Morrer é voltar para as estrelas

(Resenha publicada por Luigi Ricciardi originalmente no Acrópole Revisitada)

Dizem, muitos dos filósofos que se dedicam a pensar sobre a morte e sua relação com as sociedades, que a experiência de morte é intransferível e jamais, deveras, compartilhada. O luto, a saudade e a dor sim são elementos que compartilhamos quando alguém querido de nosso entorno nos deixa (com ou sem aviso). Entretanto, a experiência da morte seria única, pertencente a cada ser, à sua maneira. A nossa morte é única, embora a ideia de morte seja partilhada.

O que dizer então sobre as pequenas mortes que temos no cotidiano da vida (não falo da petite mort, essa que nos transcende)? Se  biologicamente não morremos de supetão, pois o corpo vai envelhecendo pouco a pouco e, assim, morrendo, o que dizer das mortes dos sonhos, dos amores, das coisas queridas como um todo? A morte rouba os amores que nunca, de fato, nos pertenceram. Essas podem ser compartilhadas.

Aliás, amor e morte, geralmente classificados como opostos e distantes, tendem a se tocar muitas vezes na vida. Por isso o título “Amortalha” foi uma ótima escolha vocabular de Matheus Arcaro para seu livro de contos, publicado pela Patuá em 2017. O que o título quer mesmo dizer? Apenas vestir com mortalha um corpo morto ou relacionar amor e morte em uma só palavra que cobre o ser humano em sua total existência? A resposta fica para o leitor.

A morte pode significar um certo renascimento como em “Fora do ar”, conto pincelado de fantástico, que substitui o “assistir” pelo “ver”, da passividade à ação. A poeticidade da morte, pelo olhar de uma criança em “Pra onde a gente vai?” é ligada ao ciclo da vida: não se vai, fica-se, renova-se. Há várias mortes que tocam a personagem Sara em o conto “Fé”, um esquartejamento de esperanças que vai decepando os membros dessa fé nas coisas, para salvar o amor que tem.

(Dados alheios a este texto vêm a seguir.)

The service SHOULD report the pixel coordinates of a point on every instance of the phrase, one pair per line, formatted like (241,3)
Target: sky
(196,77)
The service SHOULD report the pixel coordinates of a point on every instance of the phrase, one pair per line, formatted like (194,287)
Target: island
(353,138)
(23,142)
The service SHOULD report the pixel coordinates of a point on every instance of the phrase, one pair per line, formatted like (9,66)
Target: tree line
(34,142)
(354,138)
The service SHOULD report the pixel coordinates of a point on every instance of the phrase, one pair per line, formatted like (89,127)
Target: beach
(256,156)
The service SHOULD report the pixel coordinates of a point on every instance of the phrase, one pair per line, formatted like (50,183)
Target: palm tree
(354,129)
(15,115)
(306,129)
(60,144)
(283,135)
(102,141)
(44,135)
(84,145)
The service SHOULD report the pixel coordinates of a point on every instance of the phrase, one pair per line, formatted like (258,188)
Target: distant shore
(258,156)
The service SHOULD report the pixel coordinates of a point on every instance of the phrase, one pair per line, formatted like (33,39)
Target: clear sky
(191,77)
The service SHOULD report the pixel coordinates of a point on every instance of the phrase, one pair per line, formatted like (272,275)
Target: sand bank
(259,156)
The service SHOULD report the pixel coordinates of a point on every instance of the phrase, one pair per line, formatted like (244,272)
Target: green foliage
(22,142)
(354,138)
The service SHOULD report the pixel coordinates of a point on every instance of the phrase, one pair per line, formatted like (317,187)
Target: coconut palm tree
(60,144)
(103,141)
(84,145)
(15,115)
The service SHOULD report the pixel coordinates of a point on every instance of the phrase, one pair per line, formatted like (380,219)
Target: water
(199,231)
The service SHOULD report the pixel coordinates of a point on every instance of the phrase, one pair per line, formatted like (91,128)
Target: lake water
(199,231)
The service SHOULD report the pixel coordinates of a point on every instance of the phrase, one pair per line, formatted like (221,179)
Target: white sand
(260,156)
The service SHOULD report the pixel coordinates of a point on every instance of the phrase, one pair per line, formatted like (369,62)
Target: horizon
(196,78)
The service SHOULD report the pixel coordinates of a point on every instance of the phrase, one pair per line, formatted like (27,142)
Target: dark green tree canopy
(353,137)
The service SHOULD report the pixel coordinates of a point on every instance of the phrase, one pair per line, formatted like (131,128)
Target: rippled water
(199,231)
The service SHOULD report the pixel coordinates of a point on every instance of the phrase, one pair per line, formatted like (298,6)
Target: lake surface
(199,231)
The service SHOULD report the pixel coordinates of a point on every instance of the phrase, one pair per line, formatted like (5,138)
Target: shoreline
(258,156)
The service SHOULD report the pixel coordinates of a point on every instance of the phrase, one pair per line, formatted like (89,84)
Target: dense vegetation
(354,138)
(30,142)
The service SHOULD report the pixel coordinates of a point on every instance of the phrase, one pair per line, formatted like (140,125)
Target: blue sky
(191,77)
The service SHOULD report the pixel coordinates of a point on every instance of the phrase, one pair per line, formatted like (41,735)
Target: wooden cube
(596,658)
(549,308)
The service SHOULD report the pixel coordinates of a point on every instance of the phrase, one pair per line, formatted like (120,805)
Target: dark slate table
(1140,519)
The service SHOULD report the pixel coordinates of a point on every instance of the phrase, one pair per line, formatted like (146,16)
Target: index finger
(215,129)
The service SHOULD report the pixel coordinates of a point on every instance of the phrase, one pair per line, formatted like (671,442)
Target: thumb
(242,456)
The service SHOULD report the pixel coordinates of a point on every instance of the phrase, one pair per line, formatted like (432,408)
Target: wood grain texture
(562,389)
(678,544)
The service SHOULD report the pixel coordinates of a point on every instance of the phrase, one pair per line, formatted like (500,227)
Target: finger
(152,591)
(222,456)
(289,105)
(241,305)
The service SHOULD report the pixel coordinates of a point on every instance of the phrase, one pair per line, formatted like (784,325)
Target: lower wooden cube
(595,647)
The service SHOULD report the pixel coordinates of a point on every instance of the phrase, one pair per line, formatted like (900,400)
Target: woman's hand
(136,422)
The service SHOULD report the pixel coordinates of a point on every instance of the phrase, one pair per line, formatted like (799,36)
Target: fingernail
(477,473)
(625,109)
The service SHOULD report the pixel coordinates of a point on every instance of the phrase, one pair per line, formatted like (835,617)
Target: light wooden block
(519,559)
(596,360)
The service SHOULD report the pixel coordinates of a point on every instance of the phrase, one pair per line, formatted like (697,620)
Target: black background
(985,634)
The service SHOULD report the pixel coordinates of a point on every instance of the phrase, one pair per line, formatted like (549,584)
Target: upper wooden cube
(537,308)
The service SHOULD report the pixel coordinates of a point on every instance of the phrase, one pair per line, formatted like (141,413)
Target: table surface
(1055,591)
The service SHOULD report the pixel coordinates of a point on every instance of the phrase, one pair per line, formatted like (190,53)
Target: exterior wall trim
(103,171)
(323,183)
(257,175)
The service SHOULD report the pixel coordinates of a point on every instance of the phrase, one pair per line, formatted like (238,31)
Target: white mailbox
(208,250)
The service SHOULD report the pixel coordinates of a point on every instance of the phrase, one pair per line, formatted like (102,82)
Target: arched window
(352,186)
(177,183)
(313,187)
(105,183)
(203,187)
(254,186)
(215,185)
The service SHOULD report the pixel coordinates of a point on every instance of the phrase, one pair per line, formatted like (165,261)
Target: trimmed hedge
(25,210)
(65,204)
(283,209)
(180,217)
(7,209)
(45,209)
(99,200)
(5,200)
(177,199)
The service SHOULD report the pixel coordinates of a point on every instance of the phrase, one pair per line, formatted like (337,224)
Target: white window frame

Como classificar a morte da esperança de um professor, que faz brilhar os olhos de um aluno, cujo comportamento futuro, acrescido de desculpas, destrói um corpo surrado pelo trabalho e tempo? E a morte dos sonhos de uma criança, que após passar anos conjecturando coisas, deixa-se levar à vontade dos outros? São mortes ressignificadas, transvestidas de não morte.

Mas também há, no livro, a morte mais dura, a inevitável foice à qual renunciamos quando ela aparece no portão a assombrar. Em “D. Nenê”, a luta contra a inevitabilidade é dramática. É também uma luta contra o esquecimento e o abandono. Uma luta perdida de antemão. Há também a morte de um amor, que só funciona quando mudo. Sons e palavras são facas assassinas em “Palavras mudas”.

O tragicômico também tem espaço no livro de Arcaro. Em “Linha da vida”, um filósofo trabalha em um centro de atendimento ao depressivo. Atende pessoas que têm vontade de se matar e buscam auxílio para não executar tal ato justamente nesse centro de atendimento. O olhar do filósofo, fatalmente, incentivará, sem querer, a fatalidade.

Destaque ainda para “Salvação”. Contos que trazem uma espécie de reatualização da personagem Baleia de Graciliano Ramos são sempre contos que trazem no seu bojo o amor e a morte de mãos dadas. Com bons momentos poéticos a permear as narrativas, “Amortalha” é um livro para se ler com coração e foice lado a lado.